Para cuando el cineasta era un niño, en la España de los 80, La Pastora ya había mutado en condición de mito: “No llegues tarde del monte, que vendrá La Pastora y te llevará”; “duérmete o llamo a La Pastora”, una suerte de hombre del saco de la zona que en realidad no fue más que la cabeza de turco —su intersexualidad fue usada y manoseada por la propaganda franquista— a la que el golpe militar de 1936 y la tremenda represión posterior de la Dictadura endosó todos los crímenes sin resolver de la zona, “cuando difícilmente sabía usar un arma”, asegura el director.
Ortiz Prades, historiador de formación, ha recopilado para esta historia la memoria oral que formaba parte de la rutina del pueblo para despojar el relato oficial de su marcado odio a la diferencia: “Quería quitarle la mitificación de monstruo, de asesino” y presentar al personaje encarcelado dentro de su propio cuerpo, en un entorno rural asfixiante y en una España polarizada, descarnada y cruel que vivía hostigada por el poder militar. De hecho, la increíble historia de La Pastora, antes Teresa y finalmente Florencio Pla Maseguer, cobra dimensiones épicas cuando, después de treinta años viviendo como mujer, se vio empujado a ingresar en la guerrilla —los maquis valencianos— para huir de la Guardia Civil. Fue el único superviviente de su comando y, milagrosamente, pudo huir a Francia y empezar una vida nueva como lo que realmente siempre fue: un hombre.
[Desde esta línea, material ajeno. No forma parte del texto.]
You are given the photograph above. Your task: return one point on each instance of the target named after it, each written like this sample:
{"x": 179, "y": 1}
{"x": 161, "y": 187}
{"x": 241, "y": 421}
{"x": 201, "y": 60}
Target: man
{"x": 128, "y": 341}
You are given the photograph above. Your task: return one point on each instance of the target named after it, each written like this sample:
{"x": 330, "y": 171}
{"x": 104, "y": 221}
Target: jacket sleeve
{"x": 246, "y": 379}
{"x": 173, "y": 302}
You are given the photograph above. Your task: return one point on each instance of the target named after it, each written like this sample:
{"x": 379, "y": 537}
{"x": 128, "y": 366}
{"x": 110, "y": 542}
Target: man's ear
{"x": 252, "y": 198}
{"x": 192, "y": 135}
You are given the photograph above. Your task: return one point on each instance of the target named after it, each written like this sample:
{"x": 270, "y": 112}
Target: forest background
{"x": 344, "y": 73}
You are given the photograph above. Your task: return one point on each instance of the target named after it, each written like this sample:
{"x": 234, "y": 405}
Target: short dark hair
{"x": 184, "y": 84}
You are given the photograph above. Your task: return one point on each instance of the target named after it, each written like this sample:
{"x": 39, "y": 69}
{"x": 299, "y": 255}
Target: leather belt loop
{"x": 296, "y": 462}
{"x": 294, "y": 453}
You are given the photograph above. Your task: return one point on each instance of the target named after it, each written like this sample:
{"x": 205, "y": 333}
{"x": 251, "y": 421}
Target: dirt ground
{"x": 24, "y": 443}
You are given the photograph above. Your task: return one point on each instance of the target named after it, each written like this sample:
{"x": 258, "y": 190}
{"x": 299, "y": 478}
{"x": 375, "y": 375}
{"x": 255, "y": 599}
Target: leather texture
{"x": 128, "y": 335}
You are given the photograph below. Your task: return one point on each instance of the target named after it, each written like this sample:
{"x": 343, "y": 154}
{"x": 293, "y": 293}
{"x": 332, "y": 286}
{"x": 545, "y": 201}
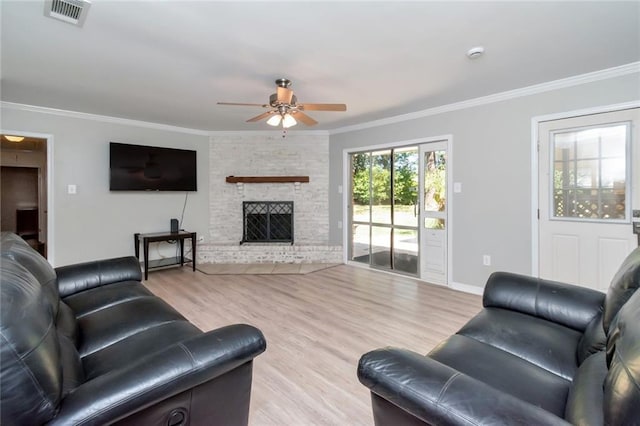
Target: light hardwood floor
{"x": 317, "y": 326}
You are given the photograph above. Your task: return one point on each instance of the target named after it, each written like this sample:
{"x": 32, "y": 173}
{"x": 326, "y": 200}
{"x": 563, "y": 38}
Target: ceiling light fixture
{"x": 288, "y": 121}
{"x": 274, "y": 120}
{"x": 475, "y": 52}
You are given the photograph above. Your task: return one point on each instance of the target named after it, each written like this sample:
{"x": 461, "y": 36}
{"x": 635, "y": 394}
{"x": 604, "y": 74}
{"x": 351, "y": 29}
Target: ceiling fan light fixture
{"x": 288, "y": 121}
{"x": 274, "y": 120}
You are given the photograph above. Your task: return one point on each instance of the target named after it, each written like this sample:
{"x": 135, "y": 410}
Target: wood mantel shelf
{"x": 267, "y": 179}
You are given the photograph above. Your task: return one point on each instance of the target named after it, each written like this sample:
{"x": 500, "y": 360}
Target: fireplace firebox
{"x": 267, "y": 222}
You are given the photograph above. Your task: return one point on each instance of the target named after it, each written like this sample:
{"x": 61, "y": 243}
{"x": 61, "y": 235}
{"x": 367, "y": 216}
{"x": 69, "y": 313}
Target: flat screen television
{"x": 150, "y": 168}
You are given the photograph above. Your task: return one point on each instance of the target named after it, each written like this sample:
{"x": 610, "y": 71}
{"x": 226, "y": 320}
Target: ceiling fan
{"x": 285, "y": 109}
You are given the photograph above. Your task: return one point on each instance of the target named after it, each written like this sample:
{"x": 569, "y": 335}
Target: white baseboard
{"x": 468, "y": 288}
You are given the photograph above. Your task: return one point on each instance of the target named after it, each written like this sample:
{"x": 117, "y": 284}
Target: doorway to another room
{"x": 23, "y": 181}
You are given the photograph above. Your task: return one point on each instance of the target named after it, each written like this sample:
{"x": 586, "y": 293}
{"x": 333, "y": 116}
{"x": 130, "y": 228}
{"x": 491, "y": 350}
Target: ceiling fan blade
{"x": 299, "y": 115}
{"x": 260, "y": 117}
{"x": 322, "y": 107}
{"x": 241, "y": 104}
{"x": 284, "y": 95}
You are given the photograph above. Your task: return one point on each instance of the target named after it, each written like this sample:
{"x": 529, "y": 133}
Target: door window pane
{"x": 405, "y": 187}
{"x": 593, "y": 183}
{"x": 381, "y": 187}
{"x": 435, "y": 181}
{"x": 381, "y": 246}
{"x": 360, "y": 243}
{"x": 360, "y": 191}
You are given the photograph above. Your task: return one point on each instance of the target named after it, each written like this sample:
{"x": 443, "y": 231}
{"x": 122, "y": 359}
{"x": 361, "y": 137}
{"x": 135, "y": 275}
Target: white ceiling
{"x": 169, "y": 62}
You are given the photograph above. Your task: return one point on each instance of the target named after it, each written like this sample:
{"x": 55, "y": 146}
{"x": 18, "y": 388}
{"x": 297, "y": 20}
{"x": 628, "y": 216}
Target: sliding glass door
{"x": 384, "y": 209}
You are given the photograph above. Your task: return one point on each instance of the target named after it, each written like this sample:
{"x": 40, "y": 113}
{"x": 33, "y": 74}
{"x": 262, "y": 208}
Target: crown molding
{"x": 279, "y": 133}
{"x": 101, "y": 118}
{"x": 577, "y": 80}
{"x": 608, "y": 73}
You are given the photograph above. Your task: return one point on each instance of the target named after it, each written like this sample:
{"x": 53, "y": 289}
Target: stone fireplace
{"x": 267, "y": 222}
{"x": 269, "y": 154}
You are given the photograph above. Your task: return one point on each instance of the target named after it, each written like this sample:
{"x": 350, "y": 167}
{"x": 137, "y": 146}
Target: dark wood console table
{"x": 165, "y": 236}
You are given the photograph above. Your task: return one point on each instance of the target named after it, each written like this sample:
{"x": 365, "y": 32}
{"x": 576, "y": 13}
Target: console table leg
{"x": 193, "y": 250}
{"x": 145, "y": 243}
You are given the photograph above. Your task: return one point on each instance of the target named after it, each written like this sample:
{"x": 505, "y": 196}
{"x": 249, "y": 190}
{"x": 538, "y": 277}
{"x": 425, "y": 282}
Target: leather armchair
{"x": 89, "y": 344}
{"x": 540, "y": 352}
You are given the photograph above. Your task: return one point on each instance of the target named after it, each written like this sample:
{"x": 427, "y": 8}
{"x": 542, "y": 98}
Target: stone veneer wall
{"x": 269, "y": 155}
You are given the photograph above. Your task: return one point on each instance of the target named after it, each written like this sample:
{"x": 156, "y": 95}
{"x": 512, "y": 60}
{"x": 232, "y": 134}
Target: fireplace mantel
{"x": 267, "y": 179}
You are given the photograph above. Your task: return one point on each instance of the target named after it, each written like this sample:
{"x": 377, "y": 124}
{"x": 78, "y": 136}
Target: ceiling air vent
{"x": 70, "y": 11}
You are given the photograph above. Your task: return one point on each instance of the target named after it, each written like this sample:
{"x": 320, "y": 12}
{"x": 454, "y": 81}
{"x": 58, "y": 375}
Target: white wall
{"x": 492, "y": 160}
{"x": 270, "y": 155}
{"x": 97, "y": 223}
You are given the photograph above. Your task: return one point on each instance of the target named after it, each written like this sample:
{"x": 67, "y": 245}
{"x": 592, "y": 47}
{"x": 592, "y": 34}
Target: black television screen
{"x": 149, "y": 168}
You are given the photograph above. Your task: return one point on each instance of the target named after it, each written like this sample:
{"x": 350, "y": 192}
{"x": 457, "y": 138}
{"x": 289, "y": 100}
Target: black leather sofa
{"x": 88, "y": 344}
{"x": 539, "y": 353}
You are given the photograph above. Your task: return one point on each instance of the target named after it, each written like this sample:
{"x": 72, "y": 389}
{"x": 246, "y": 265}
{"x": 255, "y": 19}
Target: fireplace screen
{"x": 267, "y": 222}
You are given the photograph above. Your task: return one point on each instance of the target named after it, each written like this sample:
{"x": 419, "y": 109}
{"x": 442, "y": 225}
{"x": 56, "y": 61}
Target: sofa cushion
{"x": 117, "y": 322}
{"x": 624, "y": 283}
{"x": 89, "y": 301}
{"x": 593, "y": 340}
{"x": 504, "y": 371}
{"x": 586, "y": 396}
{"x": 136, "y": 346}
{"x": 17, "y": 249}
{"x": 30, "y": 368}
{"x": 622, "y": 385}
{"x": 548, "y": 345}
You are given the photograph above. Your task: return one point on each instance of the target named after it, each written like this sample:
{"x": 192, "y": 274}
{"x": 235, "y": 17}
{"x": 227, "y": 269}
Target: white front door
{"x": 433, "y": 212}
{"x": 589, "y": 181}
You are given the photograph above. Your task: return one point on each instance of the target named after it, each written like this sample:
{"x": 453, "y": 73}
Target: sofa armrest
{"x": 83, "y": 276}
{"x": 156, "y": 377}
{"x": 562, "y": 303}
{"x": 438, "y": 394}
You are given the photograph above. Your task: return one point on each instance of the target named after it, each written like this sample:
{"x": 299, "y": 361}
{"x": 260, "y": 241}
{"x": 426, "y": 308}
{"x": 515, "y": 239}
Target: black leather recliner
{"x": 540, "y": 352}
{"x": 88, "y": 344}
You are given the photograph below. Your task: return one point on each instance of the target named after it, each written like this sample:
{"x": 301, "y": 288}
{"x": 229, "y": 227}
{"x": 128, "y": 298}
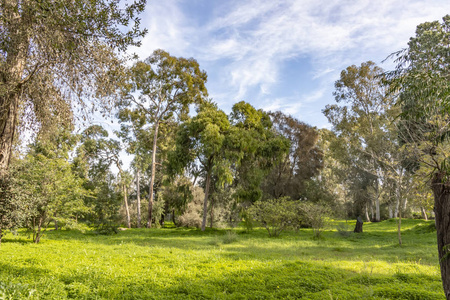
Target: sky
{"x": 282, "y": 54}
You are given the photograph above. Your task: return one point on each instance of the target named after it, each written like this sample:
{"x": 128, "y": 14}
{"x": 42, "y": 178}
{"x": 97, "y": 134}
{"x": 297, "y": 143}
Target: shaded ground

La película, no obstante, pasea de puntillas por las cuestiones identitarias, por el deseo contenido y la sexualidad del personaje. “Hemos querido ser profundamente respetuosos con Florencio y su historia, intentando no juzgar, sino más bien entendiendo sus razones para hacer lo que hace, que es sobrevivir y poco más. Cuando el médico dice que el bebé es chica y el padre repregunta queda todo dicho, ya se sabe que hay algo raro y no hay que explicar nada más. Me gusta ser austero”, sostiene Marc Ortiz, que firma también el guion de la película.
Esa austeridad la lleva también el director hacia una puesta en escena dominada por el naturalismo, por la elección del dialecto original como idioma de la película y por el rodaje en los escenarios naturales donde transcurre la historia. Todo ello al servicio de una crónica en seis actos (donde se evoluciona desde la niñez, juventud hasta vida adulta del personaje) de la conquista del nombre por el que aquel hombre deseaba ser reconocido.
Tres actores dan vida, primero a Teresa, más tarde a Teresot (un nombre con especiales tintes peyorativos que marcó su adolescencia y años de juventud) y finalmente a Durruti, el alias “nada casual” que eligió para integrarse en los maquis, y Florencio. El niño Adriá Nebot, el joven Álex Bausá y, finalmente, el actor Pablo Molinero dan vida a a un personaje “que han construido los tres en equipo”. “Florencio era un personaje muy poliédrico”, insiste el cineasta, que muestra al final del filme varias fotografías reales de su evolución física e identitaria. “No se termina de definir porque no sabe definirse, incluso ingresa en los maquis sin convicciones ideológicas”.
Quizás queda todo explicado en un momento del filme en el que un compañero de la guerrilla, una tarde viendo pasar las horas al raso del monte, le presta un diccionario y le dice “ahí puedes encontrar todas las palabras que existen”. “No están todas, porque yo no estoy”.